I say no, because I don’t remember any fantastic elements in it. There has to be something impossible and fantastic in it for it to be magical realism and not just plain realism.

This is not to say it’s not good, just that it’s not magic realism.

LexWordsmith's avatar

Pictures of saints that are the same as faces of people you know.
Praying to your great-grandmother for strength when totally exhausted, and receiving it.
Jungian archetypes.

Those are three examples of unrealistic, fantastical elements, off the top of my head.

cwilbur's avatar

None of those seem to me to be especially impossible and fantastic, especially compared to Latin American magical realism where women float up into the sky because they are too beautiful for Earth, and nobody finds it remarkable.

Unless you’re taking Davies’s wry view of Canada, and suggesting that by the standards of a cold Ontario winter, mere coincidence is interesting enough to count as magic?

LexWordsmith's avatar

Is receiving strength by asking it from a dead ancestor, when you are totally exhausted and you have no reason to believe in the power of prayer, not fantastic?

A German Madonna looking like an Englishwoman named Mary, that could be coincidence, but the resemblance is more striking to the character because he believs that the English Mary is a saint.

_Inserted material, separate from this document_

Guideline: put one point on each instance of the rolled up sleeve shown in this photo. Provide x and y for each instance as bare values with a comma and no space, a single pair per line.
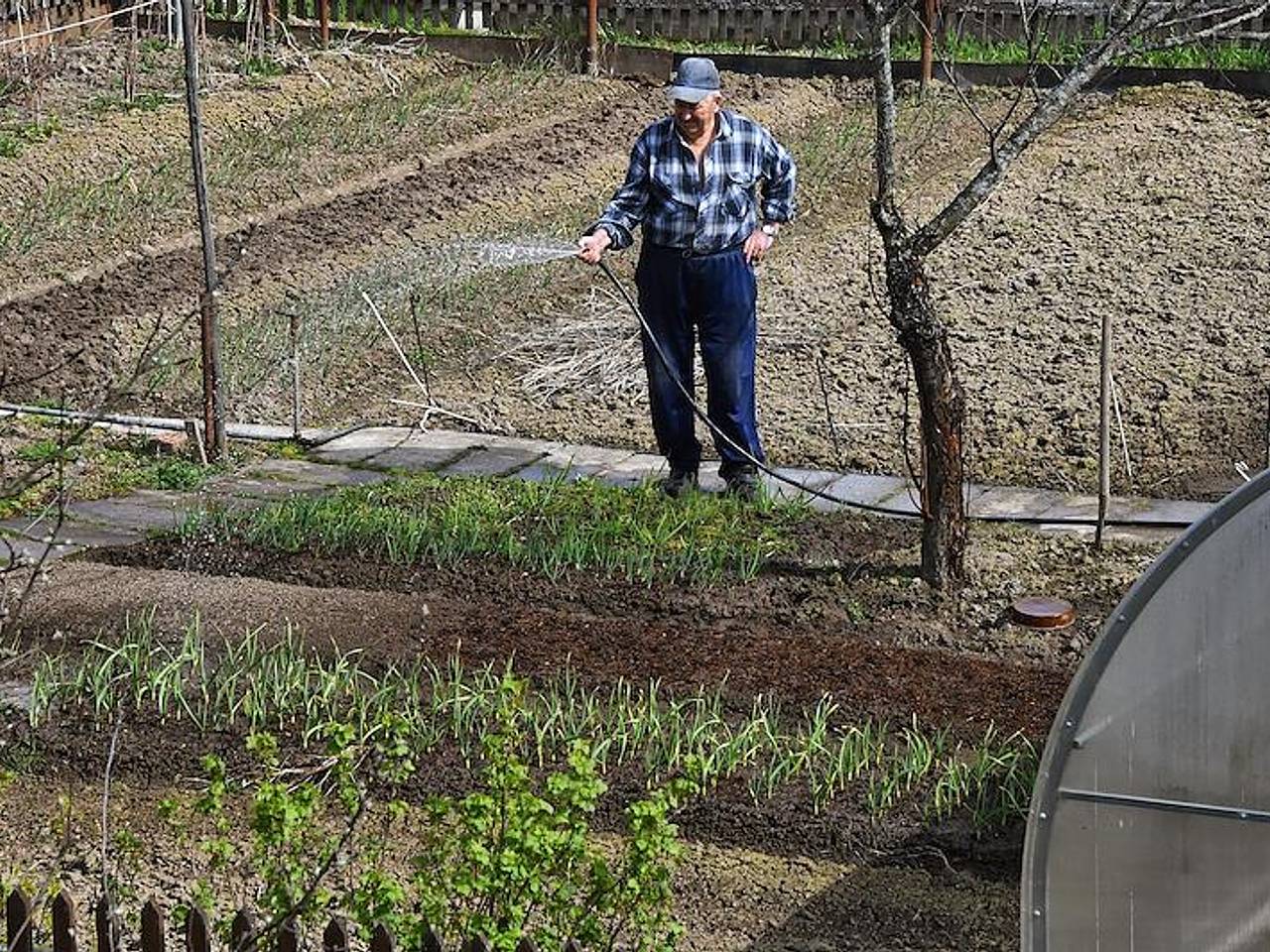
780,177
630,202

Jungian archetypes, in themselves, are fantastical if treated as actually existent or valid.

but i guess it comes down to interpretation—appears we’ll end up “agreeing to disagree”.

cwilbur's avatar

Is there anything in the books that simply could not happen in the real world?

Receiving strength by asking a dead ancestor for it is entirely interior to the character. There’s nothing objectively supernatural about it. Musing on the resemblance between someone you think is a saint and a painting of a saint is also entirely interior to the character—not to mention entirely coincidental. And Jungian psychoanalysis is something that people do every day in this world.

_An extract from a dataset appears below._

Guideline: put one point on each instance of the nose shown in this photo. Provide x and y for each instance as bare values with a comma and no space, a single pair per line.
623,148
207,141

What’s fantastic about any of those things? They’re all the interior life of the characters. There’s nothing even implausible about them, let alone impossible.

Is there anything as unrealistic as a woman floating up into the sky because she’s too beautiful for Earth?

(You should probably read One Hundred Years of Solitude, or some other emblematic work of magical realism—I don’t think this is anywhere near “agreeing to disagree,” and it has a lot more to do with simply not getting what magical realism is.)

LexWordsmith's avatar

Thanks for the forthcoming responses.